EDAN, Indonesia — Rescuers with heavy machinery searched a shattered residential neighbourhood Tuesday for any survivors from an Indonesian air force transport plane that crashed shortly after takeoff and killed more than 70 people.

The C-130 Hercules, carrying military personnel and their families, went down in Indonesia’s third-largest city of Medan, striking a building. Witness accounts suggested the plane suffered an engine fire before crashing.

Air force spokesman Rear Marshal Dwi Badarmanto said 74 bodies were recovered. About 30 of the dead were identified and included air force personnel and relatives, he added.

Air force officials said more than 100 people may have been on the C-130, but there was little hope of finding survivors. It is unclear how many people on the ground were killed.

The crash of the transport plane, which had been in service since 1964, occurred only two minutes after it took off from Soewondo air force base around midday.

The pilot told the control tower that he needed to turn back because of engine trouble, said air force chief Air Marshal Agus Supriatna.

“The plane crashed while it was turning right to return to the airport,” he said.

Many passengers were relatives of military personnel. Hitching rides on military planes to reach remote destinations is common in Indonesia, a sprawling archipelago that spans three time zones.

Indonesia has a patchy civil aviation safety record and its cash-strapped air force has also suffered a series of accidents. Between 2007 and 2009, the European Union barred Indonesian airlines from flying to Europe because of safety concerns.

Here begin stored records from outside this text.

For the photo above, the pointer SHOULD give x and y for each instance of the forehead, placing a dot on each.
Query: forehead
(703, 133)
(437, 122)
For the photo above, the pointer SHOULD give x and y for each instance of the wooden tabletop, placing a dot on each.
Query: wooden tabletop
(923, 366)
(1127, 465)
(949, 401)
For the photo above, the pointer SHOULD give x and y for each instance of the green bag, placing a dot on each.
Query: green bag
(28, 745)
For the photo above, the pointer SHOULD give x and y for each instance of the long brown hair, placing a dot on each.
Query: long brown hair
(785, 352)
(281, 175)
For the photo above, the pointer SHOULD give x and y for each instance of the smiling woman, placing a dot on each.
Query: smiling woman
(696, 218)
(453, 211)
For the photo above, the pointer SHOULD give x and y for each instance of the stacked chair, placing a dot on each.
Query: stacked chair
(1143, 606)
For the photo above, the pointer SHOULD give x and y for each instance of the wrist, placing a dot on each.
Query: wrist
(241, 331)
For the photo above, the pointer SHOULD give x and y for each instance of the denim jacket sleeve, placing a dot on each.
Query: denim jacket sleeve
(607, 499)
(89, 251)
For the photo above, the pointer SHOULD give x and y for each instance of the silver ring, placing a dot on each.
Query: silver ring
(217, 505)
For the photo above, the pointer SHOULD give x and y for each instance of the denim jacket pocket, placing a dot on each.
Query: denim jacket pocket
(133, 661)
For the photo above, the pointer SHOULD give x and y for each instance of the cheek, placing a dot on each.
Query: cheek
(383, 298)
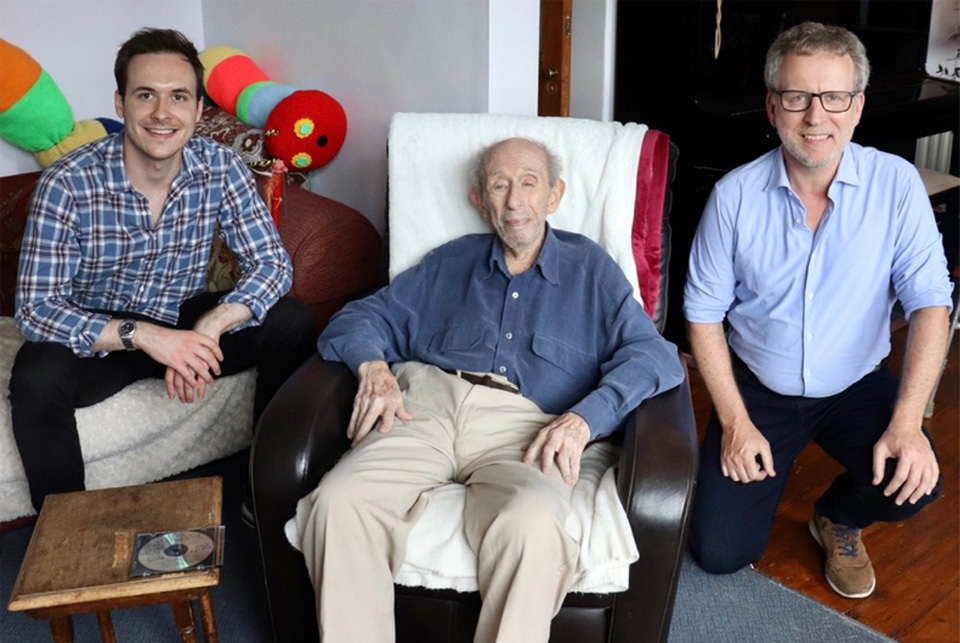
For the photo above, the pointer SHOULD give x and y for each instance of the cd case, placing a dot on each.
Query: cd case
(182, 550)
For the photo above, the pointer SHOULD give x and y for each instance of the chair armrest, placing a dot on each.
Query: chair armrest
(657, 477)
(300, 436)
(335, 251)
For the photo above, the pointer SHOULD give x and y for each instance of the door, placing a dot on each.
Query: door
(556, 18)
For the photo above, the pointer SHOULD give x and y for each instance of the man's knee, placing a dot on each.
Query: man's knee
(528, 523)
(715, 559)
(717, 550)
(39, 368)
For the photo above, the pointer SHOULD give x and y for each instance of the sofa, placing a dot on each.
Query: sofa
(139, 436)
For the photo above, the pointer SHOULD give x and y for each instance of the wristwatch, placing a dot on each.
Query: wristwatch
(128, 328)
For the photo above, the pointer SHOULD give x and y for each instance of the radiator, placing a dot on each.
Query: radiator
(933, 152)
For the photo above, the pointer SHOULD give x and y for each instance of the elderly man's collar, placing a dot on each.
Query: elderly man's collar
(548, 261)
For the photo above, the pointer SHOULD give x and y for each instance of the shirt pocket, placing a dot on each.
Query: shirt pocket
(457, 339)
(562, 355)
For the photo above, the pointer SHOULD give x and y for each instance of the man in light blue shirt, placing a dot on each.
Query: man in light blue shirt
(804, 252)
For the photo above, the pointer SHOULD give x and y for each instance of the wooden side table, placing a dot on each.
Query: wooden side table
(78, 559)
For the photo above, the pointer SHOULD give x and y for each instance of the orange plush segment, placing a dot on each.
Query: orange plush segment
(228, 78)
(210, 56)
(18, 73)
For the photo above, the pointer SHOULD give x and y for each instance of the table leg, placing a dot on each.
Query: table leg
(206, 617)
(183, 615)
(106, 627)
(62, 629)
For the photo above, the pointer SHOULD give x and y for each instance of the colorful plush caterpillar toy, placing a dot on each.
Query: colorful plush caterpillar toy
(34, 114)
(303, 128)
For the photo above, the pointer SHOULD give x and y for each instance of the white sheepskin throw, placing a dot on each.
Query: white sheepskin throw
(439, 556)
(136, 436)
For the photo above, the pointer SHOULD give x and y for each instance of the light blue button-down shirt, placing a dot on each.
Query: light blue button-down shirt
(568, 331)
(90, 243)
(809, 312)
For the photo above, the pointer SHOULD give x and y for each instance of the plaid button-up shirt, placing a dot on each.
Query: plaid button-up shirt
(90, 243)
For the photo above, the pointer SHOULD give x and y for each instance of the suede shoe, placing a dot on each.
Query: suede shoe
(848, 568)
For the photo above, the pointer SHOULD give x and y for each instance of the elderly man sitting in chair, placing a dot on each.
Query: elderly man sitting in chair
(510, 352)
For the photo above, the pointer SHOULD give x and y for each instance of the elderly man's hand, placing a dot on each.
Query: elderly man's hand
(378, 398)
(563, 441)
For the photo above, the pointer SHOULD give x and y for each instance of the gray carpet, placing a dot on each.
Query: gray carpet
(746, 607)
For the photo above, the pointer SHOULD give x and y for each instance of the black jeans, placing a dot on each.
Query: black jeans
(49, 382)
(731, 521)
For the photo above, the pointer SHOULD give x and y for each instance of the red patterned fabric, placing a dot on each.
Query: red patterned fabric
(648, 216)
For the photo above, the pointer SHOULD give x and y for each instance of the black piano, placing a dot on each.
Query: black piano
(713, 107)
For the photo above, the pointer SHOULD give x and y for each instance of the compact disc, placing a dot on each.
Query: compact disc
(175, 551)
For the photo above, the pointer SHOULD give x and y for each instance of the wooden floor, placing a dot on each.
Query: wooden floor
(917, 599)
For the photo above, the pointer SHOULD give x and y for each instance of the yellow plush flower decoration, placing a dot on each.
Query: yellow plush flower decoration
(301, 160)
(303, 128)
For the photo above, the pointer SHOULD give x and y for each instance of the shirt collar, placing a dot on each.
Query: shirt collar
(548, 261)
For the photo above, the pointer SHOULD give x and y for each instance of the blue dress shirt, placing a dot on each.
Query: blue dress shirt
(90, 243)
(810, 312)
(567, 332)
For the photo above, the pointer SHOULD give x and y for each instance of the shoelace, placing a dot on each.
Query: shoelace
(847, 539)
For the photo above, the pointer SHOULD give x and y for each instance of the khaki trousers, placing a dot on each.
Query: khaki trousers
(514, 519)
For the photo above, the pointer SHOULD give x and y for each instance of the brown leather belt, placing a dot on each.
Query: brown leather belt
(483, 380)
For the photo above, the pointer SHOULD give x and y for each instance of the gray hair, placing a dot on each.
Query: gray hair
(810, 38)
(478, 174)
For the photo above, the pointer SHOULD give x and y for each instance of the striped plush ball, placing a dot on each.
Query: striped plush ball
(34, 115)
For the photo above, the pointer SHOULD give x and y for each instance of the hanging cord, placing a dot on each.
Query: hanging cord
(274, 191)
(717, 38)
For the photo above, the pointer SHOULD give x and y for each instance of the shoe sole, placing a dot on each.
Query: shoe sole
(816, 536)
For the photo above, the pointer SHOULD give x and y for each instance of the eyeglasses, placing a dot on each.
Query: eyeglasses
(797, 101)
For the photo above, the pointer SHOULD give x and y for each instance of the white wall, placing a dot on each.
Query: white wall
(592, 59)
(514, 56)
(77, 42)
(376, 57)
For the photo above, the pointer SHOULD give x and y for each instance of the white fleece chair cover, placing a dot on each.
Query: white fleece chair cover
(430, 158)
(134, 437)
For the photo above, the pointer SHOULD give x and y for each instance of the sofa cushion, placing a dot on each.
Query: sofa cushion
(158, 437)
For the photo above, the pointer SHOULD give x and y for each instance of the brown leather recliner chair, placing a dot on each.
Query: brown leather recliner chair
(302, 435)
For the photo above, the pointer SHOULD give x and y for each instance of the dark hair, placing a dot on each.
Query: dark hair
(810, 38)
(156, 41)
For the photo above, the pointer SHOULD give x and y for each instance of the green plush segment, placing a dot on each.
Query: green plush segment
(40, 119)
(243, 100)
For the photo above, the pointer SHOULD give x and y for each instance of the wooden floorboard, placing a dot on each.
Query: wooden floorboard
(917, 599)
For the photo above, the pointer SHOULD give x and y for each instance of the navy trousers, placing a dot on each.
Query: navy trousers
(48, 382)
(731, 521)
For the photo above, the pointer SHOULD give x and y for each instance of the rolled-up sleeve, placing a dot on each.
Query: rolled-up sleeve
(49, 259)
(919, 272)
(246, 226)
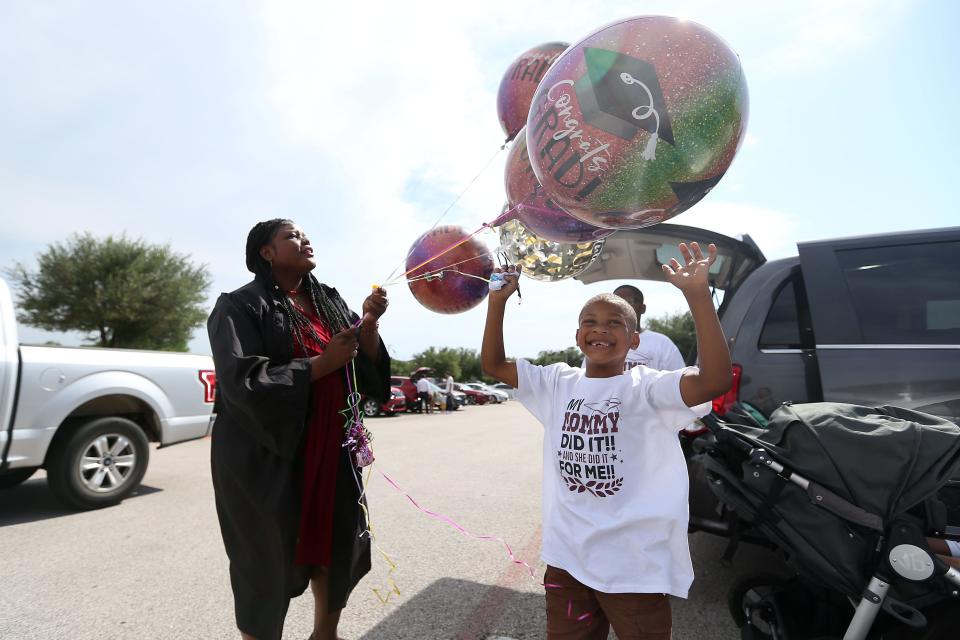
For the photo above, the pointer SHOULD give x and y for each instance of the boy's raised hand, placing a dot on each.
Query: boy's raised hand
(511, 278)
(692, 275)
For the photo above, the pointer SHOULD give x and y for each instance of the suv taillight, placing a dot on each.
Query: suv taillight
(722, 404)
(209, 380)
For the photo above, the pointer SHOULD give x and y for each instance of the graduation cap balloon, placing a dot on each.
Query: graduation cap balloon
(637, 122)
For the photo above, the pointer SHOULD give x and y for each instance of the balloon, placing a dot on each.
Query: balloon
(542, 259)
(536, 211)
(452, 282)
(519, 83)
(637, 122)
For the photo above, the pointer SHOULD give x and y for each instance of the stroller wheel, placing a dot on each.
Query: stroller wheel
(752, 602)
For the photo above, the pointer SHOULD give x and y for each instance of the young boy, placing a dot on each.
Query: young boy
(614, 477)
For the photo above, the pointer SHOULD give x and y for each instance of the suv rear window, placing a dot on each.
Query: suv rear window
(907, 294)
(781, 329)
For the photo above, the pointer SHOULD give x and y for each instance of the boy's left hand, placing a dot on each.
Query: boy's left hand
(694, 274)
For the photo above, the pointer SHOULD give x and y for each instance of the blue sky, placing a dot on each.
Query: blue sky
(186, 122)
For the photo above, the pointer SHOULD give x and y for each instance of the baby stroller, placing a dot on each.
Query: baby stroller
(849, 495)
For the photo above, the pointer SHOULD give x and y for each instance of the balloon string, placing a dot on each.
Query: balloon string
(383, 594)
(513, 558)
(451, 205)
(452, 523)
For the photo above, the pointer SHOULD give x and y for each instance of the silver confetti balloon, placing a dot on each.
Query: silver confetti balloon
(544, 259)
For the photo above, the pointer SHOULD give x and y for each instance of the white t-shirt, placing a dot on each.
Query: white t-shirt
(655, 350)
(614, 477)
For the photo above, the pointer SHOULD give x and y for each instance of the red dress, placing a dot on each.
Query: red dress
(321, 455)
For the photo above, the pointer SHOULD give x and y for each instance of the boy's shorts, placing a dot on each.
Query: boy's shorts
(634, 616)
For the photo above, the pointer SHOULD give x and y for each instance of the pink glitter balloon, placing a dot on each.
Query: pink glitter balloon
(519, 84)
(534, 209)
(452, 282)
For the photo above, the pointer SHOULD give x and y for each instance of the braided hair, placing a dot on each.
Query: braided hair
(330, 309)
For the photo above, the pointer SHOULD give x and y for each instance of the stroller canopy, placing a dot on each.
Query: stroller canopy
(884, 460)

The country’s most recent civilian airline disaster was in December, when an AirAsia jet with 162 people on board crashed into the Java Sea en route from Surabaya to Singapore. There have been five fatal crashes involving air force planes since 2008, according to the Aviation Safety Network, which tracks aviation disasters.

Fahmi Sembiring of Medan said he saw the grey Hercules flying very low as he was driving.

“Flames and black smoke were coming from the plane in the air,” he said.

Sembiring said he stopped not far from the crash site and saw several people rescued by police, security guards and bystanders.

Another man, Janson Halomoan Sinagam, said several of his relatives were on the plane.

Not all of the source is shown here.